One of the few constants in show business is change. Projects change hands, actors are recast, and often scripts will go through numerous revisions and adaptations before settling on a final version. Hollywood is littered with abandoned projects and retooled scripts. One of the most recent cases of this is New Line Cinema's remake of the Stephen King classic It, which director Cary Fukunaga (True Detective) exited over creative differences.
Fukunaga, who was hired to write and direct the two-part film already has some impressive titles under his belt, having directed the moody Jane Eyre and all of True Detective season 1. There has been plenty of speculation over his decision to leave the project, and now he's shed some light on the differences that made him abandon the project he spent so much time working on.
In an interview with Variety, while promoting his latest project, the Netflix original film Beasts of No Nation Fukunaga spoke about some of the creative differences he had with the studio, which had little to do with money and everything to do with the characters:
"I was trying to make an unconventional horror film. It didn’t fit into the algorithm of what they knew they could spend and make money back on based on not offending their standard genre audience. Our budget was perfectly fine. We were always hovering at the $32 million mark, which was their budget. It was the creative that we were really battling. It was two movies. They didn’t care about that. In the first movie, what I was trying to do was an elevated horror film with actual characters. They didn’t want any characters. They wanted archetypes and scares. I wrote the script. They wanted me to make a much more inoffensive, conventional script. But I don’t think you can do proper Stephen King and make it inoffensive."
Fukunaga was clearly focused on the plot and character development, which is a far cry from the surprise twists, and focus on things that go bump in the night, which are staples of horror movies these days.
"The main difference was making Pennywise more than just the clown. After 30 years of villains that could read the emotional minds of characters and scare them, trying to find really sadistic and intelligent ways he scares children, and also the children had real lives prior to being scared. And all that character work takes time. It’s a slow build, but it’s worth it, especially by the second film. But definitely even in the first film, it pays off."
It sounds like the whole thing can be boiled down to studio micromanaging, and New Line executives not trusting Fukunaga to make the movie they wanted. Apparently budget, location, or arguments about how many movies there should be never entered into the dissolution of their partnership, as had been rumored.
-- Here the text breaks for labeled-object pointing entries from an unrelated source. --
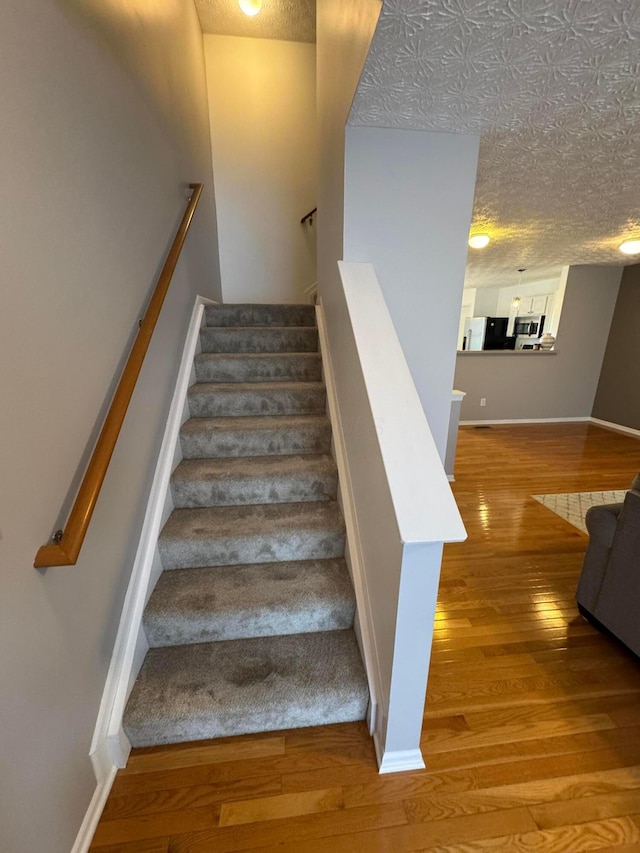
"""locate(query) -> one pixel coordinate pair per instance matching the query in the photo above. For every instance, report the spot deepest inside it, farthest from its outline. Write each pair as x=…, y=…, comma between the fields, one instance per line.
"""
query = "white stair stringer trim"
x=398, y=761
x=353, y=551
x=515, y=421
x=110, y=746
x=614, y=427
x=94, y=812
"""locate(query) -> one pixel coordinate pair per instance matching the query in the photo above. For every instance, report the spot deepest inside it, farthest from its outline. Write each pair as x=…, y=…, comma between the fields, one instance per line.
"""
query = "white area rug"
x=573, y=506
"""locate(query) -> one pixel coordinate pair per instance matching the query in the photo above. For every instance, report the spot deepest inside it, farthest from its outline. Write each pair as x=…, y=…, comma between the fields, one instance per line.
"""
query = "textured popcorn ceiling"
x=554, y=90
x=288, y=20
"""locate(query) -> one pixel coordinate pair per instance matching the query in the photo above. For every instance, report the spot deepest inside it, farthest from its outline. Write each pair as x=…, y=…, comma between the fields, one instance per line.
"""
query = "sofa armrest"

"It was being rejected. Every little thing was being rejected and asked for changes. Our conversations weren’t dramatic. It was just quietly acrimonious. We didn’t want to make the same movie. We’d already spent millions on pre-production. I certainly did not want to make a movie where I was being micro-managed all the way through production, so I couldn’t be free to actually make something good for them. I never desire to screw something up. I desire to make something as good as possible."
Ultimately Fukunaga decided to exit the project, and the studio hired Andrés Muschietti (Mama) to take over. There will be a new screenwriter brought on to revise script, which sounds like a relief to Fukunaga.
"We invested years and so much anecdotal storytelling in it. Chase and I both put our childhood in that story. So our biggest fear was they were going to take our script and bastardize it. So I’m actually thankful that they are going to rewrite the script. I wouldn’t want them to stealing our childhood memories and using that. I mean, I’m not sure if the fans would have liked what I would have done. I was honoring King’s spirit of it, but I needed to update it. King saw an earlier draft and liked it."
Hearing what his version of the movie could have been just makes the changes that much more disappointing. Fukunaga's production sounds intriguing, and different from the typical studio horror movies churned out every year - which was essentially the issue. Tim Curry's Pennywise is such an iconic character it would have been hard to top - which is perhaps why the director cast Will Poulter in the role: to try and make something wholly new.
Of course, Muschietti will put his own stamp on the production, and while he hasn't helmed that many mainstream movies, Mama was excellent and managed to balance character with suspense. Hopefully he is able to create that same magic here.